The Special Protection Group personnel are assigned the task of protection for India's Prime Minister and VIPs from terrorist attacks. For some reason these troops always seem to get what they need. This leads many Indians (military and civilian) to see the special operations procurement problems as the fault of self-serving politicians.
The elite MARCOS unit acts as India's Navy SEAL teams and performs special ops on the high seas. Again, there are constant shortages of equipment and training opportunities. Moreover MARCOS often does not cooperate with army special operations forces and actually duplicates some of the army special operations capabilities.
The primary counter-terror unit in the country is the 15,000 man National Security Guards and the ones who have borne most of the responsibility for tackling India's persistent insurgent problems over the last couple of decades. These fellows are constantly called on to deal with emergencies equipped only with promises of new gear and weapons.
Over the last decade the army has formed a force of over 7,200 commandos so that each of the 359 infantry battalions in the army could have a twenty man Ghatak (commando) platoon. While this gave each battalion some shock troops, it also increased discontent among the rest of the troops, who now see modern equipment up close and wonder why they don't have it (like most of their Western counterparts do). In many cases some Ghatak platoons didn't have it either, while others did. This uneven distribution of modern gear caused morale problems among the Ghatak troops. Another cause of discontent was the knowledge, often via the Internet, that commandos from other nations often had better, or much better, equipment and weapons than the Ghatak units. The last decade has seen accelerating development of new commando equipment, but Indian commandos feel like they're the last to get the new stuff, if at all.
India has been increasing spending on equipment for its ground forces since 2000, but these efforts have been uneven. Some of this has been caused by corruption. Like many other nations India has long had problems with kickbacks and favoritism in defense procurement. But it's been worse with India, which ranks high in international surveys of how corrupt nations are. To many Indian soldiers this seems to explain why they are constantly risking their lives using second rate weapons and equipment.

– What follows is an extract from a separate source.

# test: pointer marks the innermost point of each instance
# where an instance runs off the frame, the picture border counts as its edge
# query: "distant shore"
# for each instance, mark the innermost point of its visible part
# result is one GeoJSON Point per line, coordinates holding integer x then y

The end result of this is that India is under increasing pressure, from below, to honor promises to upgrade the weapons and equipment of the infantry forces. These troops have fallen far behind other armies and the troops, and especially their officers, are not being quiet about it. But government plans to upgrade infantry weapons and equipment have not amounted to much. The troops are not happy with this.
While India spends a lot of money on its fighter aircraft, naval vessels, and heavy ground equipment like tanks and APCs, very little is spent on taking care of the infantry. This isn't unique to the Indians, it just happens that the infantry historically doesn't get first grab at funds within the military and are usually at the bottom of the list when it comes to spending in general.
Thus Indian special operations officers believe an Indian SOCOM would give the special operations forces more political clout within the government to get what they need before an emergency arises and the politicians start blaming each other, and the military, for not having the necessary weapons and equipment.